Tuesday, January 16, 2007

World Mix Tape Vol. V


Dada Swing - Oversize

Boredoms - Synthesizer Guide Book on Fire


Manu Chao - La Chinita

Transmissions From Wintermute
’s week of volcanic blog-tivity continues with the 5th installment of the ohmygodimmike world mix tape (thanks to OMGIMike’s kind willingness to extend tape mixing duties to his co-bloggers). Put them all together on one CD (along with Laz’s hopefully upcoming contribution) and be the hit of the bakesale!

The first track is by Italian “yes” wave post-punkers Dada Swing, who describe their sound as "italiano-"yes"wave-electro-punk-pop-twitch-attack!" I love the idea that nowave and noise rock doesn’t have to be gloomy or negative, but can in fact be cheerful, even cute, without sacrificing any of its disturbing or confrontational sound or sonic experimentation. According to them, “They don't wanna learn to play music correctly even if, by playing, it gets harder and harder not to learn. They did it. Till today!”

Dada Swing recently finished recording their new album Grand Hotel, and are currently looking for a label to distribute it. Oversize is off an Art Rocker compilation, but you can listen to tracks off their first LP Cut, Cut, Cut... and their two most recent splits on their myspace page.

The next track is by one of my all time favorite bands, Japan’s Boredoms.
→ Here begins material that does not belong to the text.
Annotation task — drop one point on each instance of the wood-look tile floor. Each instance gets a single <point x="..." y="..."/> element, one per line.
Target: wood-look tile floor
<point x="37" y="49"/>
They’ve changed their sound a lot over the 2+ decades since their formation (and have pioneered a sound that was from the beginning pretty impossible to nail down), but this song is one of the more, er, relaxed cuts from the 1995 album Chocolate Synthesizer. I’m not gonna say any more about them because there’s a fuckload of stuff on Boredoms out there in the vast stretches of the intra-net, written by people far more knowledgeable than me. For example, This Site, which is a good place to start mainly because it has links to a zillion other Boredoms’ sites.

The 3rd and final track is by politically minded songwriter Manu Chao, who currently resides in Paris (but as a general nomad, born to Spanish parents, has spent time all over the globe, bringing many diverse cultural and geographic sounds into his music and singing in French, Spanish, Arabic, Galician, Portuguese, English, and Wolof, sometimes within the same song). This is a lovely little track off of 2001’s Proxima Estacion: Esperanza, the follow up to his solo debut Clandestino.